De que falamos quando dizemos "the L word"? 

Peggy Peabody – You’re the lesbian...
Bette Porter – Excuse me?!...
Peggy Peabody – ... the lesbian museum director.
Bette Porter – I'm sorry...
Peggy Peabody – I was a lesbian in 1974.
Bette Porter – Just in 1974?
Peggy Peabody – Well... just in 1974. That was all I needed.
Bette Porter – Well... yoy know... that is what we refer to as an "asbian".

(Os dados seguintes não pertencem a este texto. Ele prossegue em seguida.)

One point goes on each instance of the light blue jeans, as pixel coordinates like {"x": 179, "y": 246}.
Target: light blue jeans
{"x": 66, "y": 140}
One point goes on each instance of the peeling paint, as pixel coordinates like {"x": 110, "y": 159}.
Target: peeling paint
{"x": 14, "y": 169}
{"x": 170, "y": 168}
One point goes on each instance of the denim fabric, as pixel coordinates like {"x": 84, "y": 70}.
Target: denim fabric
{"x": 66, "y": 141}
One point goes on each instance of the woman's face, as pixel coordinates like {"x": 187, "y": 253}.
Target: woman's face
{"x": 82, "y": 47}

O diálogo transcrito foi extraído do último episódio da série "The L Word" a que assisti (sim, ainda só consegui ter tempo para ver até ao 4.º da primeira temporada...). Este excerto mereceu a minha atenção não só pelo facto de ser deliciosamente bem-humorado ("asbian" no sentido de "as been", got it?), mas principalmente porque mais uma vez me fez pensar num assunto que me vem preocupando há já algum tempo...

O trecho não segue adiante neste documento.